Methods and results: This was a prospective, randomised (radial vs. femoral and standard vs. ultrasound), 2x2 factorial trial of 1,388 patients undergoing coronary angiography and percutaneous coronary intervention. The primary outcome was a composite of ACUITY (Acute Catheterization and Urgent Intervention Triage strategY) major bleeding, MACE (death, stroke, myocardial infarction or urgent target lesion revascularisation) and vascular complications at 30 days.

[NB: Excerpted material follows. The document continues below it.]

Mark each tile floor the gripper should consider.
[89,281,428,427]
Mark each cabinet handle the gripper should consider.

Transradial access reduced the primary outcome (RR 0.37, 95% CI: 0.17-0.81; p=0.013), mostly driven by ACUITY major bleeding (RR 0.343, 95% CI: 0.123-0.959; p=0.041) when compared with the transfemoral approach. There was no difference in the primary outcome between standard and ultrasound guidance (p=0.76). Ultrasound guidance, however, reduced mean access time (93 sec vs. 111 sec; p=0.009), attempts (1.47 vs. 1.9; p<0.0001), difficult accesses (4.5% vs. 9.2%; p=0.0007), venepuncture (4.1% vs. 9.2%; p<0.0001) and improved first-pass success (73% vs. 59.7%; p<0.0001).
Conclusions: Transradial access significantly reduced the composite outcome compared to transfemoral access. Ultrasound guidance did not reduce the primary outcome compared to the standard technique, but significantly improved the efficiency and overall success rate of arterial access.